The conference comes during a year that’s included an uptick in violent crimes in central Ohio and elsewhere and demonstrations and civil unrest nationally following the death of George Floyd at the hands of Minneapolis officers. The officers involved that and other violent incidents recorded by bystanders and posted online have sparked widespread criticism and attacks against all those involved in law enforcement.

“I have never seen a time that’s been as awful as this in the last 20 years,” Yost said. “The invective, the hatred, that is pouring our for the people that actually put their lives on the line every day, it’s just astounding to me.”

He added, “To take those isolated incidents, those few incidents, and compare them to the millions of encounters law enforcement has on the streets every single year is just patently absurd.”
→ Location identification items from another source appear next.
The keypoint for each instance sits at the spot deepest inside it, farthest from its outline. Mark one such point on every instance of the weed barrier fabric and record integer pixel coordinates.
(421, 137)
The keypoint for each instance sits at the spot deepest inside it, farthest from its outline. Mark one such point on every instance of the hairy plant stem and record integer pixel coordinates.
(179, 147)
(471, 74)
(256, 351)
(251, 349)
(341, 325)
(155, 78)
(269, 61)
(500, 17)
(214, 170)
Yost called for better, more consistent funding for officer training and countered calls nationally to reduce spending on law enforcement.
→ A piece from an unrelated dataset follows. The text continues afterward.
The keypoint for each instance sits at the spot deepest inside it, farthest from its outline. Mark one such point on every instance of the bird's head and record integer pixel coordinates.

“Defunding chronically underfunded police agencies is hardly the way to promote public safety,” he said. “We don’t need less policing, we need better policing.”

New officers complete 700-plus hours of basic training and then are placed on the job, and “maybe there’s money this year or next year for training or maybe not ... My No. 1 priority is to make sure that that changes during my term in office. I want regular, dedicated funding.”

Monday’s conference started on a somber note, with Yost offering a moment of silence for Cleveland Police Detective James Skernivitz, who was killed earlier this month during an undercover drug investigation.

Another Cleveland officer, Nick Sabo, distraught over Skernivitiz’s death, took his own life a few days later.

“I know we don’t like to talk about cop suicide, but he died in the line of duty, just as much as Detective Skernivitz did, because the stress of this time that pushed him over the edge, the loss of his friend, the increasing danger on the streets or the lack of support in so many quarters in our society,” Yost said. “We need to be thinking carefully not only about ourselves but about the people we serve next two, because these are tough times, and not all wounds come from a bullet or a knife, and not all of them are visible.”